In the design used by Squid-2 there is quite a bit of churn in the
x-vary object, and it's seen growing quite big in some extreme cases
("Vary: cookie" iirc).

Races between clients have been seen.

Also conflicts between x-vary updates and clients aborting, causing the
new x-vary object to also be discarded making Squid forget the map, but
that's a bug.

Proper handling of cache validations is the main concern.

I have been playing with the idea of locking these into memory cache, or
using a dedicated memory area just for them to avoid the speed issues. A
specialized store for them will also allow us to isolate the
secondary-lookup logic in that stores lookup process - it can identify
the variant and recurse down to other stores for the final selection
using the extra key bits.
What to use as permanent store?

The options were a disk backed mmap, or something like rock store, or nothign at all (regenerate from existing cache scan on every startup).

And you want to store each 304 mapping response separately so a scan can
rebuild the map?

That should only be necessary between swap.state cleanups.


And what about stores not having an index?  IIRC we have as goal to
optionally not have an in-memory cache index at all.

Yes. This is not a completey rounded out idea yet. They would need something else. If they operate like rock and build a new index on load gradually they would still work adjusting the x-vary during that operation.


I believe that they can be generated from a disk scan and if necessary
we can add swap.state TLV entries for the missing x-vary meta details to
be reloaded quickly.
The x-vary meta is not very small. For each request header combination
it's
- request header contents

I don't see why those are necessary. At the x-vary level all that is necessary is the response details to be searched for in the request headers. ie if x-vary says variant has "Content-Encoding:gzip" then search for "Accept-Encoding:gzip" in request headers for a possible match.

- timing details for validation

Only if you are doing validation using the x-vary alone, if we select the variant then go deeper before revalidation we have the full variant responses headers to work with including those.

- which object variant to map to

That would be either the lookup key pattern adjustment/addition or the explicit store+fileno details. The latter being slightly risky, but doable and much faster with less risk when the x-vary is built from a store-dir load scan instead of simply loaded from a long-term cache.

And there is also a map of known object variants and their ETag values
and also Content-Encoding, the latter to work around dynamic gzip
brainfart in many major web servers including Apache.

If you have read the Key header specification this should be clearer. I am thinking the x-vary acts like a list of ETag values (for ETag match), Digest (for Digest match), and Key patterns (for Key/Vary matches) with Vary being a special vague case of Key. It stores a set of variants using *only* the exact details causing that variant to exist in the set, none of the request-header garbage like entire Accept: header or ignored field-values.

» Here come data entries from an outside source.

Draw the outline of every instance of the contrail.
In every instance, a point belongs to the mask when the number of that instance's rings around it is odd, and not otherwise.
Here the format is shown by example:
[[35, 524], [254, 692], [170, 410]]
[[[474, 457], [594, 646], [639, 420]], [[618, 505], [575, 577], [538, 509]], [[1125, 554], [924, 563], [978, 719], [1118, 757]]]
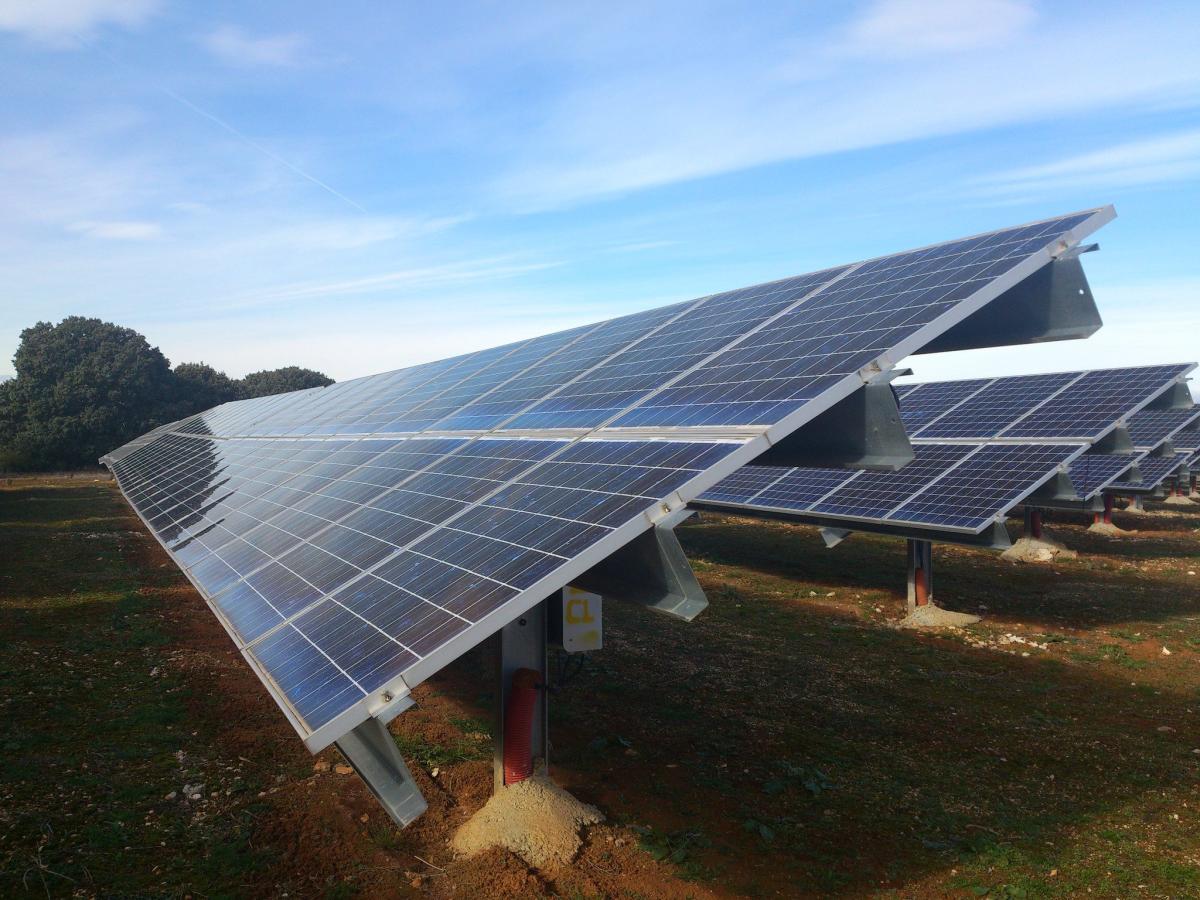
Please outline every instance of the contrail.
[[[130, 65], [129, 63], [125, 62], [124, 60], [118, 59], [116, 56], [114, 56], [112, 53], [110, 53], [104, 47], [101, 47], [99, 44], [96, 44], [95, 42], [89, 40], [88, 38], [84, 37], [83, 35], [76, 35], [76, 37], [79, 39], [79, 41], [81, 43], [86, 44], [87, 46], [91, 47], [93, 50], [97, 50], [100, 53], [104, 54], [110, 60], [112, 60], [114, 63], [116, 63], [118, 66], [121, 66], [122, 68], [126, 69], [127, 71], [133, 72], [134, 74], [140, 74], [140, 73], [138, 73], [137, 69], [134, 68], [134, 66]], [[152, 80], [149, 80], [149, 79], [146, 79], [146, 81], [147, 81], [147, 83], [152, 84], [153, 87], [159, 93], [165, 94], [167, 97], [170, 97], [176, 103], [179, 103], [180, 105], [185, 106], [188, 109], [190, 109], [196, 115], [203, 116], [205, 119], [208, 119], [208, 121], [212, 122], [214, 125], [217, 125], [223, 129], [225, 129], [226, 131], [228, 131], [230, 134], [232, 134], [234, 137], [236, 137], [239, 141], [241, 141], [246, 146], [251, 147], [254, 150], [257, 150], [259, 153], [263, 154], [263, 156], [266, 156], [267, 158], [277, 162], [279, 165], [283, 166], [288, 171], [293, 172], [296, 175], [299, 175], [305, 181], [308, 181], [311, 184], [315, 184], [321, 190], [325, 191], [326, 193], [332, 194], [334, 197], [337, 197], [343, 203], [354, 207], [359, 212], [370, 215], [370, 213], [368, 213], [367, 210], [362, 205], [351, 200], [349, 197], [347, 197], [341, 191], [334, 188], [332, 185], [326, 184], [320, 178], [317, 178], [315, 175], [310, 175], [308, 172], [305, 172], [303, 169], [301, 169], [298, 165], [291, 162], [290, 160], [286, 160], [282, 156], [280, 156], [278, 153], [275, 153], [273, 150], [267, 149], [262, 144], [258, 143], [257, 141], [255, 141], [254, 139], [252, 139], [251, 137], [246, 135], [244, 132], [239, 131], [233, 125], [230, 125], [228, 122], [226, 122], [220, 116], [214, 115], [213, 113], [210, 113], [208, 110], [204, 109], [203, 107], [197, 106], [191, 100], [187, 99], [187, 97], [184, 97], [181, 94], [175, 93], [175, 91], [171, 90], [168, 87], [164, 87], [161, 84], [155, 84]]]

Even the Cookie case should be greatly reduced with the use of Key header. Although that will take some time to occur. We can avoid that a bit by hacking an omit for Vary:Cookie sites just like Varnish does, unless they use Key to specify *which* cookie detail to inspect.


That would make them churn particularly badly on
startup, but avoid the necessity to store anywhere long-term, and help
detect obsolete variants undeleted from disk.
The total system churn at startup is already majorly bad with both ufs
and rock stores.. caches are growing quite large today with current disk
& memory prices.

Sig. Yeah. The auto-generated x-vary is a nice dream. It is just an optimization on top of the restructured layout though. The existing 2.7 design of static cached x-vary mostly works, even if it does have a few issues.